Giter VIP home page Giter VIP logo

dbt-codegen's Introduction

dbt-codegen

Macros that generate dbt code, and log it to the command line.

Contents

Installation instructions

New to dbt packages? Read more about them here.

  1. Include this package in your packages.yml file โ€” check here for the latest version number:
packages:
  - package: dbt-labs/codegen
    version: X.X.X ## update to latest version here
  1. Run dbt deps to install the package.

Macros

generate_source (source)

This macro generates lightweight YAML for a Source, which you can then paste into a schema file.

Arguments

  • schema_name (required): The schema name that contains your source data
  • database_name (optional, default=target.database): The database that your source data is in.
  • table_names (optional, default=none): A list of tables that you want to generate the source definitions for.
  • generate_columns (optional, default=False): Whether you want to add the column names to your source definition.
  • include_descriptions (optional, default=False): Whether you want to add description placeholders to your source definition.
  • include_data_types (optional, default=False): Whether you want to add data types to your source columns definitions.
  • table_pattern (optional, default='%'): A table prefix / postfix that you want to subselect from all available tables within a given schema.
  • exclude (optional, default=''): A string you want to exclude from the selection criteria
  • name (optional, default=schema_name): The name of your source

Usage:

  1. Copy the macro into a statement tab in the dbt Cloud IDE, or into an analysis file, and compile your code
{{ codegen.generate_source('raw_jaffle_shop') }}

Alternatively, call the macro as an operation:

$ dbt run-operation generate_source --args 'schema_name: raw_jaffle_shop'

or

# for multiple arguments, use the dict syntax
$ dbt run-operation generate_source --args '{"schema_name": "jaffle_shop", "database_name": "raw", "table_names":["table_1", "table_2"]}'

Including data types:

$ dbt run-operation generate_source --args '{"schema_name": "jaffle_shop", "generate_columns": "true", "include_data_types": "true"}'
  1. The YAML for the source will be logged to the command line
version: 2

sources:
  - name: raw_jaffle_shop
    database: raw
    tables:
      - name: customers
        description: ""
      - name: orders
        description: ""
      - name: payments
        description: ""
  1. Paste the output in to a schema .yml file, and refactor as required.

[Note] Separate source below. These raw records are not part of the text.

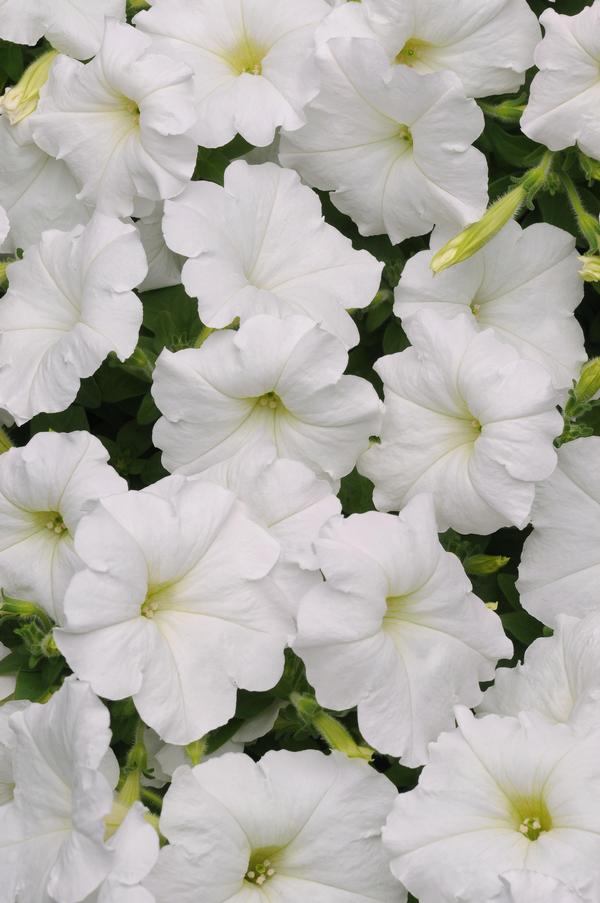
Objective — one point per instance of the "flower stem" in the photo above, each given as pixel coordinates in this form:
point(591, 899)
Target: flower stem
point(5, 443)
point(477, 235)
point(204, 334)
point(587, 223)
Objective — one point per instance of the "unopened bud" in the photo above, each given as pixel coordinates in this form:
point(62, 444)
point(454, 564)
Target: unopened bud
point(589, 381)
point(22, 99)
point(475, 236)
point(590, 167)
point(3, 275)
point(331, 730)
point(482, 565)
point(590, 270)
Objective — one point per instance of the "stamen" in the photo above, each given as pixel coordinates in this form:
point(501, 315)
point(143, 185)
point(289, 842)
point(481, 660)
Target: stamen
point(259, 871)
point(531, 828)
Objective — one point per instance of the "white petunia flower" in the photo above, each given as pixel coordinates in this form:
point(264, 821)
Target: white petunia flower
point(395, 629)
point(499, 794)
point(526, 886)
point(164, 267)
point(74, 27)
point(292, 827)
point(292, 504)
point(564, 96)
point(174, 607)
point(489, 46)
point(467, 419)
point(120, 122)
point(560, 566)
point(559, 678)
point(135, 848)
point(524, 284)
point(253, 62)
point(64, 774)
point(275, 387)
point(45, 488)
point(394, 146)
point(37, 191)
point(261, 245)
point(68, 306)
point(7, 681)
point(4, 225)
point(7, 738)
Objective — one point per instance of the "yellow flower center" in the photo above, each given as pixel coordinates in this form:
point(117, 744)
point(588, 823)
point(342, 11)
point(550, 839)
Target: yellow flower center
point(270, 400)
point(246, 57)
point(531, 817)
point(260, 867)
point(158, 596)
point(405, 136)
point(411, 52)
point(54, 523)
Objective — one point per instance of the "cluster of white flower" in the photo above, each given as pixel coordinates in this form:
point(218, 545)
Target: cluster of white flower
point(241, 575)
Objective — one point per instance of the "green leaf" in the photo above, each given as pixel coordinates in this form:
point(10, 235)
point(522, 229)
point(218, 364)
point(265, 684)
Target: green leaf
point(89, 395)
point(148, 412)
point(356, 494)
point(117, 385)
point(506, 582)
point(514, 149)
point(74, 418)
point(11, 60)
point(521, 626)
point(11, 663)
point(172, 316)
point(394, 338)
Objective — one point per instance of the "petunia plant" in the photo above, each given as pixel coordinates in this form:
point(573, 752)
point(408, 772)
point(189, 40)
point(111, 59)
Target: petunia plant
point(299, 451)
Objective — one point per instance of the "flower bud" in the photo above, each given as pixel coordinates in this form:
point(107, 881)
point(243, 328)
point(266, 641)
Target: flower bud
point(589, 381)
point(22, 99)
point(590, 271)
point(331, 730)
point(475, 236)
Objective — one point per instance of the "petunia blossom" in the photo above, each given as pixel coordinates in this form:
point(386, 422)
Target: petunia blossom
point(527, 886)
point(260, 245)
point(164, 267)
point(74, 27)
point(499, 794)
point(559, 678)
point(253, 62)
point(45, 488)
point(393, 146)
point(292, 504)
point(560, 565)
point(134, 848)
point(4, 225)
point(467, 419)
point(524, 284)
point(69, 305)
point(293, 826)
point(395, 629)
point(275, 387)
point(52, 839)
point(489, 46)
point(174, 606)
point(120, 122)
point(38, 192)
point(564, 94)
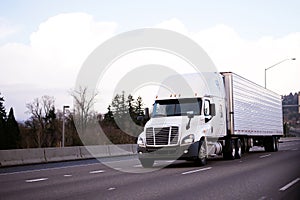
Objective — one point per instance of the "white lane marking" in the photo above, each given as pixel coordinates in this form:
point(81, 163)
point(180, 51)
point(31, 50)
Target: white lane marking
point(263, 156)
point(170, 161)
point(54, 168)
point(289, 184)
point(35, 180)
point(97, 171)
point(262, 198)
point(197, 170)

generate_base_model (source)

This macro generates the SQL for a base model, which you can then paste into a model.

Arguments:

  • source_name (required): The source you wish to generate base model SQL for.
  • table_name (required): The source table you wish to generate base model SQL for.
  • leading_commas (optional, default=False): Whether you want your commas to be leading (vs trailing).
  • case_sensitive_cols (optional, default=False): Whether your source table has case sensitive column names. If true, keeps the case of the column names from the source.
  • materialized (optional, default=None): Set materialization style (e.g. table, view, incremental) inside of the model's config block. If not set, materialization style will be controlled by dbt_project.yml

Usage:

  1. Create a source for the table you wish to create a base model on top of.
  2. Copy the macro into a statement tab in the dbt Cloud IDE, or into an analysis file, and compile your code
{{ codegen.generate_base_model(
    source_name='raw_jaffle_shop',
    table_name='customers',
    materialized='table'
) }}

Alternatively, call the macro as an operation:

$ dbt run-operation generate_base_model --args '{"source_name": "raw_jaffle_shop", "table_name": "customers"}'
  1. The SQL for a base model will be logged to the command line
with source as (

    select * from {{ source('raw_jaffle_shop', 'customers') }}

),

renamed as (

    select
        id,
        first_name,
        last_name,
        email,
        _elt_updated_at

    from source

)

select * from renamed
  1. Paste the output in to a model, and refactor as required.

create_base_models (source)

This macro generates a series of terminal commands (appended with the && to allow for subsequent execution) that execute the base_model_creation bash script. This bash script will write the output of the generate_base_model macro into a new model file in your local dbt project.

Note: This macro is not compatible with the dbt Cloud IDE.

Arguments:

  • source_name (required): The source you wish to generate base model SQL for.
  • tables (required): A list of all tables you want to generate the base models for.

Usage:

  1. Create a source for the table you wish to create a base model on top of.
  2. Copy the macro into a statement tab into your local IDE, and run your code
dbt run-operation codegen.create_base_models --args '{source_name: my-source, tables: ["this-table","that-table"]}'

base_model_creation (source)

This bash script when executed from your local IDE will create model files in your dbt project instance that contain the outputs of the generate_base_model macro.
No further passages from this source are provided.